By open-sourcing the system, we hope to make it more widely accessible to tech companies and organizations and to encourage collaboration and contributions from the wider community.

We believe that by working together, we can improve the system and make it even more powerful and effective in addressing tech-related incidents.

Getting Started

To help you get started, we have also provided links to our documentation, Linkedin, official website, and a live demo of the system on our website.

We also have a signup form where you can create a new account for free to work with the system.

Also, you can install the platform on your own server or inside Kubernetes

Contribution

If you are interested in contributing to the project, please visit our GitHub repository to learn more and to access the code.

Our team is also available for questions or collaborations at nikolay.k@harpia.io or GitHub Issues.

Subscription-based Support

In addition, we also provide a subscription-based support service for our incident management system.

This includes access to priority support, regular updates, and additional features.

If you are interested in this service, please get in touch with us at nikolay.k@harpia.io for more information and pricing.

Technologies used

We use a combination of technologies such as Vue.js, Python, Aerospike, Kafka, VitoriaMetrics, and MariaDB to build the system.

Architecture Overview

Our incident management system is built on a microservices architecture, utilizing a combination of APIs and event-driven communication.

The system comprises several services that work together to provide the functionality of incident categorization, escalation, and real-time communication.

Each service is designed to be independent and can be deployed independently, allowing for flexibility and scalability.

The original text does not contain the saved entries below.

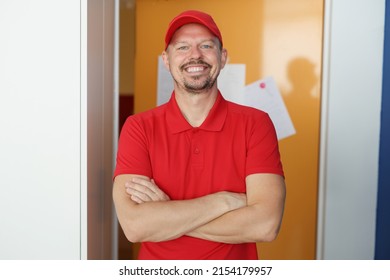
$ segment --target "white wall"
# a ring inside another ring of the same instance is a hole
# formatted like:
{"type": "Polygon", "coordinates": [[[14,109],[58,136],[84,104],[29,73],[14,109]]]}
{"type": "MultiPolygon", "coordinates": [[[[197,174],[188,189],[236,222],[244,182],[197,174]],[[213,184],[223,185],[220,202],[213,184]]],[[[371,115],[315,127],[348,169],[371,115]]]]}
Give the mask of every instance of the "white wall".
{"type": "Polygon", "coordinates": [[[114,3],[0,2],[0,259],[113,257],[114,3]]]}
{"type": "Polygon", "coordinates": [[[373,259],[385,0],[327,0],[320,259],[373,259]]]}
{"type": "Polygon", "coordinates": [[[0,2],[0,258],[79,259],[80,3],[0,2]]]}

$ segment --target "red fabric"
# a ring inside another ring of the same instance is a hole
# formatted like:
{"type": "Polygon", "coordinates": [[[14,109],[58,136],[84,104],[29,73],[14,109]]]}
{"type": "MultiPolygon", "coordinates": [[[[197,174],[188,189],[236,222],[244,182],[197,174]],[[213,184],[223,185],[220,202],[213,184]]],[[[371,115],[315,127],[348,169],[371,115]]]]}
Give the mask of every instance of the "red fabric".
{"type": "MultiPolygon", "coordinates": [[[[174,93],[167,104],[129,117],[122,129],[114,176],[153,178],[172,200],[218,191],[245,192],[254,173],[283,176],[275,129],[262,111],[219,94],[199,128],[182,116],[174,93]]],[[[145,243],[140,259],[257,259],[256,244],[223,244],[183,236],[145,243]]]]}
{"type": "Polygon", "coordinates": [[[209,14],[201,11],[188,10],[176,16],[169,23],[167,33],[165,34],[165,49],[168,48],[168,45],[171,42],[173,34],[175,34],[176,30],[189,23],[199,23],[207,27],[211,33],[213,33],[219,39],[221,46],[223,45],[222,34],[219,31],[219,28],[214,22],[213,18],[209,14]]]}

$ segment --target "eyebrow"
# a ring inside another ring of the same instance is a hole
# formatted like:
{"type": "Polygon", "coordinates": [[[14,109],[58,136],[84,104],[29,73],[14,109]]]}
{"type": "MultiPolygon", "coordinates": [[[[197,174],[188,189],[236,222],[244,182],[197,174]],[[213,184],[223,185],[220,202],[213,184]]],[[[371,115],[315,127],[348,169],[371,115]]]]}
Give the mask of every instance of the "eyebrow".
{"type": "MultiPolygon", "coordinates": [[[[204,39],[202,41],[199,42],[199,44],[202,44],[202,43],[205,43],[205,42],[210,42],[210,43],[213,43],[213,44],[217,44],[217,42],[213,39],[204,39]]],[[[172,42],[171,43],[172,45],[177,45],[177,44],[189,44],[188,41],[186,40],[182,40],[182,41],[175,41],[175,42],[172,42]]]]}

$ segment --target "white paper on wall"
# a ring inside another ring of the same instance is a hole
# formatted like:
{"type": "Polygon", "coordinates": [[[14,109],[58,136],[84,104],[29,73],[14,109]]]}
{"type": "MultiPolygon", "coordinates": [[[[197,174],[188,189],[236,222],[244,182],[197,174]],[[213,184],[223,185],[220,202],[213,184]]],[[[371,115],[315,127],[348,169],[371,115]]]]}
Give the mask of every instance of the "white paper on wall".
{"type": "Polygon", "coordinates": [[[244,105],[267,112],[274,123],[279,140],[296,133],[283,98],[272,77],[247,85],[244,105]]]}
{"type": "Polygon", "coordinates": [[[157,69],[157,106],[167,103],[173,91],[171,73],[165,68],[161,55],[158,57],[157,69]]]}
{"type": "Polygon", "coordinates": [[[226,100],[243,104],[245,64],[226,64],[218,77],[218,88],[226,100]]]}

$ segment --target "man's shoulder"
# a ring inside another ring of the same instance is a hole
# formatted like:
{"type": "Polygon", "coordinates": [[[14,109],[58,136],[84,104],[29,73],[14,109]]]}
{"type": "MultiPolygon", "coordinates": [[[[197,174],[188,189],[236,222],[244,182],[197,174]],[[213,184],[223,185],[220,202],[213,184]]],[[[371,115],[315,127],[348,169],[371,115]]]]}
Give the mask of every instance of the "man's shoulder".
{"type": "Polygon", "coordinates": [[[153,118],[159,119],[160,117],[162,117],[165,114],[166,107],[167,107],[167,104],[162,104],[162,105],[157,106],[155,108],[152,108],[152,109],[140,112],[140,113],[136,113],[130,117],[133,119],[136,119],[136,120],[143,120],[143,121],[153,119],[153,118]]]}
{"type": "Polygon", "coordinates": [[[127,117],[124,124],[125,129],[138,129],[138,130],[148,130],[150,127],[159,126],[161,122],[165,120],[165,111],[166,104],[160,105],[158,107],[139,112],[127,117]]]}

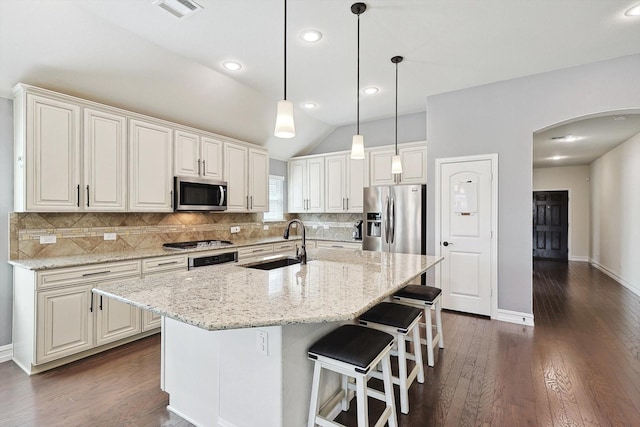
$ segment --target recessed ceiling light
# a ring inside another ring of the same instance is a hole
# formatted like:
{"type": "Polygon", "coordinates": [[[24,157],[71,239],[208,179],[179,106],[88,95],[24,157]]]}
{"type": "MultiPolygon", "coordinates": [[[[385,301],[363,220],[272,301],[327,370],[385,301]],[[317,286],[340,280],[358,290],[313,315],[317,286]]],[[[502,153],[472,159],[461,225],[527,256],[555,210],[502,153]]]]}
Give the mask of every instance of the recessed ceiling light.
{"type": "Polygon", "coordinates": [[[566,159],[567,156],[553,156],[553,157],[549,157],[551,160],[562,160],[562,159],[566,159]]]}
{"type": "Polygon", "coordinates": [[[300,38],[309,43],[315,43],[322,38],[322,33],[318,30],[304,30],[300,33],[300,38]]]}
{"type": "Polygon", "coordinates": [[[242,64],[236,61],[224,61],[222,66],[229,71],[238,71],[242,68],[242,64]]]}
{"type": "Polygon", "coordinates": [[[627,120],[627,116],[613,116],[613,120],[617,122],[621,120],[627,120]]]}
{"type": "Polygon", "coordinates": [[[553,141],[559,141],[559,142],[575,142],[577,140],[579,140],[580,138],[575,136],[575,135],[564,135],[564,136],[554,136],[551,138],[553,141]]]}
{"type": "Polygon", "coordinates": [[[161,7],[178,19],[184,19],[202,10],[202,6],[193,0],[155,0],[153,4],[161,7]]]}
{"type": "Polygon", "coordinates": [[[307,110],[313,110],[318,106],[318,104],[316,104],[315,102],[305,102],[304,104],[302,104],[302,106],[307,110]]]}
{"type": "Polygon", "coordinates": [[[378,89],[375,86],[369,86],[369,87],[365,87],[362,91],[367,95],[373,95],[374,93],[378,93],[378,90],[380,89],[378,89]]]}
{"type": "Polygon", "coordinates": [[[637,4],[627,9],[627,11],[624,14],[627,16],[640,16],[640,4],[637,4]]]}

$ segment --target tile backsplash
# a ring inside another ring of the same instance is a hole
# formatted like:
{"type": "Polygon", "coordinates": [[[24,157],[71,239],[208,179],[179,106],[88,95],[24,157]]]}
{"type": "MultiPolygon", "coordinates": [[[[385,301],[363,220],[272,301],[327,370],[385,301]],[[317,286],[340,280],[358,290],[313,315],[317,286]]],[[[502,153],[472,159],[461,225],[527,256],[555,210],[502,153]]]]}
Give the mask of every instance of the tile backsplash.
{"type": "MultiPolygon", "coordinates": [[[[300,218],[308,238],[327,240],[350,240],[353,222],[361,216],[285,215],[286,220],[300,218]]],[[[286,221],[264,223],[261,213],[11,213],[9,256],[49,258],[152,249],[188,240],[242,241],[282,236],[285,225],[286,221]],[[231,226],[239,226],[240,232],[231,234],[231,226]],[[116,233],[117,238],[104,240],[104,233],[116,233]],[[40,243],[40,236],[52,235],[55,244],[40,243]]]]}

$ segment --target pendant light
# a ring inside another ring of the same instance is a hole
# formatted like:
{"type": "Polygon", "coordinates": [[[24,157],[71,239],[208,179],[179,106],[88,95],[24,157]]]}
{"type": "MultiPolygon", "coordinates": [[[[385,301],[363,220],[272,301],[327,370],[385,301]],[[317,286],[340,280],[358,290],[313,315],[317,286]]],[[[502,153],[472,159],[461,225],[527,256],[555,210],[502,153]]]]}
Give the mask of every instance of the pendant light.
{"type": "Polygon", "coordinates": [[[354,3],[351,5],[351,12],[358,15],[358,68],[357,68],[357,104],[356,104],[356,134],[351,142],[351,158],[356,160],[364,159],[364,136],[360,135],[360,15],[367,10],[364,3],[354,3]]]}
{"type": "Polygon", "coordinates": [[[276,128],[273,134],[278,138],[296,136],[296,126],[293,122],[293,103],[287,100],[287,0],[284,0],[284,99],[278,101],[276,128]]]}
{"type": "Polygon", "coordinates": [[[391,62],[396,64],[396,154],[391,158],[391,173],[395,175],[402,173],[402,161],[398,155],[398,64],[403,59],[402,56],[391,58],[391,62]]]}

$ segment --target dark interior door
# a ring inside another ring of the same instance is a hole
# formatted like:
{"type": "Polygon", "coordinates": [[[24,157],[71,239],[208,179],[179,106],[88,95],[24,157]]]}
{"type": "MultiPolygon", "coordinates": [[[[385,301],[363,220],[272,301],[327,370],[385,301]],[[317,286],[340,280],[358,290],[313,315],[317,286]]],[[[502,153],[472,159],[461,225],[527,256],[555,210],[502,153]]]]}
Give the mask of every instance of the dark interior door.
{"type": "Polygon", "coordinates": [[[534,191],[533,256],[566,261],[568,233],[569,192],[534,191]]]}

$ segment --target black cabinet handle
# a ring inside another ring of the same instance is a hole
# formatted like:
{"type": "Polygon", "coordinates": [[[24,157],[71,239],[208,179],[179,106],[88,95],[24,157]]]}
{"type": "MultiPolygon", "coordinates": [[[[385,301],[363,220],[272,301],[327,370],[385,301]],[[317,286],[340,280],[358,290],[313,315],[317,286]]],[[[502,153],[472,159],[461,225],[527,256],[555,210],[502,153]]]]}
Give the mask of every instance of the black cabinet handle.
{"type": "Polygon", "coordinates": [[[89,304],[89,312],[93,313],[93,294],[91,294],[91,303],[89,304]]]}
{"type": "Polygon", "coordinates": [[[100,295],[100,311],[102,311],[102,295],[100,295]]]}
{"type": "Polygon", "coordinates": [[[78,186],[76,187],[76,196],[78,197],[78,200],[76,201],[76,205],[80,207],[80,184],[78,184],[78,186]]]}
{"type": "Polygon", "coordinates": [[[87,207],[89,207],[89,184],[87,184],[87,207]]]}
{"type": "Polygon", "coordinates": [[[442,242],[442,246],[449,246],[449,245],[453,245],[453,243],[449,243],[449,242],[442,242]]]}

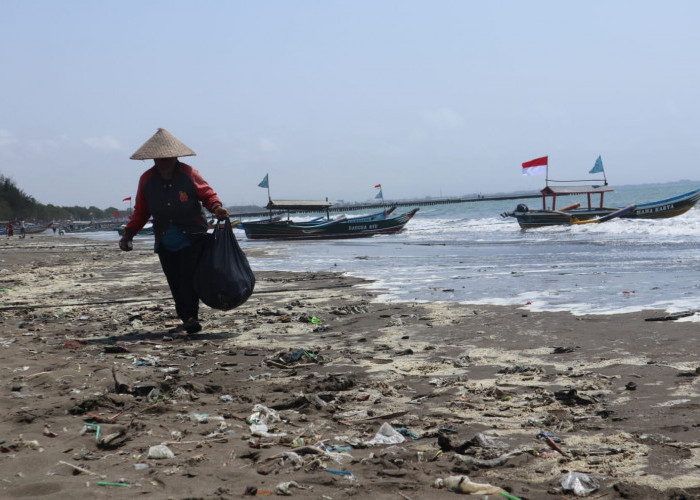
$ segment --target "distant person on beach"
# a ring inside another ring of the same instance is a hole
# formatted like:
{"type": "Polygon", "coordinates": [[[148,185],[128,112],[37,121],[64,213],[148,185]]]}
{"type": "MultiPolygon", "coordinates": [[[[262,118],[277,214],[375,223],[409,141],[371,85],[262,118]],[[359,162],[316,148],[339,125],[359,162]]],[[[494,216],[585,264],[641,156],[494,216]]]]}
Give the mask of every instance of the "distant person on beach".
{"type": "Polygon", "coordinates": [[[194,290],[195,265],[207,233],[202,205],[217,219],[228,219],[228,211],[200,173],[178,160],[195,152],[159,128],[133,155],[132,160],[154,161],[139,179],[134,213],[119,240],[119,248],[132,249],[132,240],[153,217],[154,251],[175,299],[175,312],[182,325],[171,333],[197,333],[199,297],[194,290]]]}
{"type": "Polygon", "coordinates": [[[12,225],[12,221],[7,221],[7,237],[15,235],[15,227],[12,225]]]}
{"type": "Polygon", "coordinates": [[[24,219],[22,219],[19,223],[19,237],[20,239],[24,239],[27,236],[27,225],[24,223],[24,219]]]}

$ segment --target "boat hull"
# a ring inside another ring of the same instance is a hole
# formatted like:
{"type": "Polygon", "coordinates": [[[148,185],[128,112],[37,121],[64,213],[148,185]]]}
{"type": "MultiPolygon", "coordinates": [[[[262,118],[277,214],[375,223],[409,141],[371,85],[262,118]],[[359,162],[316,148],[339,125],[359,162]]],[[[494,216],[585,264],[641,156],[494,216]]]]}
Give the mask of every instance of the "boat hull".
{"type": "MultiPolygon", "coordinates": [[[[51,226],[53,225],[53,222],[45,225],[45,226],[35,226],[35,225],[30,225],[24,228],[24,234],[41,234],[45,232],[47,229],[51,229],[51,226]]],[[[22,230],[19,227],[14,227],[12,228],[12,232],[16,236],[20,236],[22,234],[22,230]]],[[[7,234],[7,227],[2,227],[0,228],[0,234],[7,234]]]]}
{"type": "Polygon", "coordinates": [[[418,209],[413,209],[396,217],[374,216],[337,219],[316,223],[294,223],[280,221],[263,223],[255,221],[239,224],[251,240],[318,240],[368,238],[377,234],[392,234],[401,231],[418,209]]]}
{"type": "MultiPolygon", "coordinates": [[[[665,200],[642,203],[634,210],[621,215],[621,219],[667,219],[686,213],[700,201],[700,189],[668,198],[665,200]]],[[[519,206],[520,207],[520,206],[519,206]]],[[[572,225],[577,221],[604,218],[620,208],[592,208],[574,210],[515,210],[503,214],[505,217],[515,217],[523,229],[547,226],[572,225]]]]}
{"type": "Polygon", "coordinates": [[[45,225],[45,226],[27,226],[25,229],[26,234],[41,234],[45,232],[48,229],[51,229],[51,226],[53,226],[53,222],[45,225]]]}

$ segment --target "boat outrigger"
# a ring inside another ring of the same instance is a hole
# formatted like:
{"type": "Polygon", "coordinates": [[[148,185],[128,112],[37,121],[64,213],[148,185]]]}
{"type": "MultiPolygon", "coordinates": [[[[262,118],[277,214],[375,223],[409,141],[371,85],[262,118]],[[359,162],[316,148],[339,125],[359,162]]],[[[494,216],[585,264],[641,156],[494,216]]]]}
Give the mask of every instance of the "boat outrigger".
{"type": "MultiPolygon", "coordinates": [[[[545,157],[546,158],[546,157],[545,157]]],[[[546,160],[545,160],[546,161],[546,160]]],[[[596,167],[589,173],[602,172],[600,157],[596,167]],[[598,168],[598,170],[596,170],[598,168]]],[[[606,222],[615,218],[624,219],[664,219],[684,214],[698,201],[700,201],[700,189],[649,203],[638,203],[626,207],[607,207],[604,204],[605,193],[614,191],[608,186],[607,179],[603,178],[603,184],[594,185],[547,185],[540,191],[542,194],[542,208],[530,209],[524,203],[512,212],[504,212],[502,217],[514,217],[521,228],[530,229],[536,227],[590,224],[606,222]],[[557,197],[569,195],[585,195],[586,203],[573,203],[557,209],[557,197]]],[[[554,181],[554,182],[580,182],[580,181],[554,181]]]]}

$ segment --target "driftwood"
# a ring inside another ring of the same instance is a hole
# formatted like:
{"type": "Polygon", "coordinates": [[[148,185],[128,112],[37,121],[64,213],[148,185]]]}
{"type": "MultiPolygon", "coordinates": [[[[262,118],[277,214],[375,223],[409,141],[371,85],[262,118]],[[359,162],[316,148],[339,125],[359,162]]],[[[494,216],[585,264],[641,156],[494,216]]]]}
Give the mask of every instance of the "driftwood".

Press enter or click to view image in full size

1. Technical flow to process alerts:

harp-collectors: receive alerts from the monitoring system, unify the structure, and push them to the Kafka topic
harp-alert-decorator: read the alert from the Kafka topic (produced by harp-collectors) and add additional info about environments and scenarios that should be applied to the alert
harp-daemon: read the alert from Kafka topic (produced by harp-alert-decorator), describe the logic and state of the alert, and write the result to MariaDB
harp-aggregator: read alerts from MariaDB, aggregate it, and send them to Aerospike
harp-bridge: read alerts from Aerospike and send to UI via WebSockets
harp-ui: the main user interface of the platform

2. Additional Services:

harp-filters: create and manage the user-specific filters in UI
harp-actions: manage alerts — handle, snooze, acknowledge
harp-environments: create and manage environments
harp-bots: configure your own bots to send auto notifications to different channels — Email, SMS, Slack, etc.
harp-integrations: create and manage the integrations with your monitoring systems
harp-licenses: monitor the usage of the alerts and notification channels
harp-scenarios: create and manage scenarios for alerts
harp-users: create and manage users inside the platform, including authentication and authorization
harp-notifications-gmail: responsible for sending auto email notifications
harp-notifications-msteams: responsible for sending auto notifications to Microsoft Teams
harp-notifications-slack: responsible for sending auto notifications to the Slack channel
harp-notifications-sms: responsible for creating auto SMS notifications via Twilio integration
harp-notifications-telegram: responsible for sending auto notifications to Telegram channels
harp-notifications-voice: responsible for creating auto Phone Calls via Twilio integration
harp-clientevents: receive and analyze metrics from the frontend

3. Platform Monitoring:

Prometheus metrics in VictoriaMetrics
Traces in Grafana Tempo
Logs in Grafana Loki
Dashboards and Alerts in Grafana

Conclusion

We look forward to working with you to make our incident management system the best it can be for the water industry!